Her real romantic life is also a bit of a fairytale. She met her husband on the very first day of university. He was her first ever boyfriend, and they now have two young children together. “I think I can write about true love because I get to live that every day,” she recently said.
Romance is the bestselling book genre in the US, but it is sometimes sidelined by the literary establishment in favour of more highbrow, and usually less profitable, fare. “I don’t understand why anyone would put down other genres because in this day [and] age there’s so many other distractions to keep you from reading; the fact that anyone picks up a book is a miracle,” Maas says of the criticism.
Morgan Entrekin, chief executive of Grove Atlantic, the publisher behind last year’s Booker prize-winner, Paul Lynch’s Prophet Song, agrees. “The boom in [romantasy] has been amazing,” he says. “I am always pleased when books — of whatever kind — are selling. It is good for the booksellers and good for the industry.”
Over the years, Maas has kept a gruelling writing schedule. She remembers the delay of several years between the release of each new Harry Potter book, and she wants to save her fans that wait. “But that means it’s usually deadline hell at my house,” she said in a 2015 interview.

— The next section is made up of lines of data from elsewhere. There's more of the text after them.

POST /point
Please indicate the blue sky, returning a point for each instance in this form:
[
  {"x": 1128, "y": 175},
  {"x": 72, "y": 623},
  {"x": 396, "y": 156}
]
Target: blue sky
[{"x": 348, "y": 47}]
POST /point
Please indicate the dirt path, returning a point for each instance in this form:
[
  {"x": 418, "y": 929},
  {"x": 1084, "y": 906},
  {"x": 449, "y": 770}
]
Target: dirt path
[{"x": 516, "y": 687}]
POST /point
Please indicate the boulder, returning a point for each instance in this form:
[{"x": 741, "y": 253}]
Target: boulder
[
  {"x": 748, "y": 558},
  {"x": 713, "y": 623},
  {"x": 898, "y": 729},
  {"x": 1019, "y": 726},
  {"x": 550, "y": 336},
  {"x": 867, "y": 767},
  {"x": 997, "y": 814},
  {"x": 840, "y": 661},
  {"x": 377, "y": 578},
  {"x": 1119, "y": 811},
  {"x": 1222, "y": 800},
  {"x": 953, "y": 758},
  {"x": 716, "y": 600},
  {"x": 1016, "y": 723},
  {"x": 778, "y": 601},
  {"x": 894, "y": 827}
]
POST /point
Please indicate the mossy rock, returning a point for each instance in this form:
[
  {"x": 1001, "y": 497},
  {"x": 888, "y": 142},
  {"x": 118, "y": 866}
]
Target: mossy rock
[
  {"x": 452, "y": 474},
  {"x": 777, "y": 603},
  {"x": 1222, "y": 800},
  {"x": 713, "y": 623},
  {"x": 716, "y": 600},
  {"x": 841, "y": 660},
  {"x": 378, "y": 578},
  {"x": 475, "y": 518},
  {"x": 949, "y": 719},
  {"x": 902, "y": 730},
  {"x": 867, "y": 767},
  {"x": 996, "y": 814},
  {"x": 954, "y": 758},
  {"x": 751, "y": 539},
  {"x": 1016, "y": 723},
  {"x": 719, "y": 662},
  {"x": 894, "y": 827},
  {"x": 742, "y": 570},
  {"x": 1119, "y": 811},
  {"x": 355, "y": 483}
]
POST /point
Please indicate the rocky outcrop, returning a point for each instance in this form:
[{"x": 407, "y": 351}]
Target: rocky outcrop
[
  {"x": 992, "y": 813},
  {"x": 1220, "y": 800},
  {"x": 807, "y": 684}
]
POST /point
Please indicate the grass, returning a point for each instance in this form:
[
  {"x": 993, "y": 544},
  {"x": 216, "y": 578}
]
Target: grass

Now with two young children — a son, Taran, and daughter, Sloane — Maas has been forced to slow down a bit. Instead of releasing two books a year, it’ll be one. But she already has her next four novels planned out. She describes them as planes, taxiing on the runway, until she can propel them into the world.
Andy Hunter, the founder of Bookshop.org, says he is weary of the books world becoming “more of a hit-based business than ever”.
However, he says, in the case of Maas, “she’s really pretty good”.
“It’s much better to have everyone talking about a book than to be talking about a TV show or celebrity gossip.”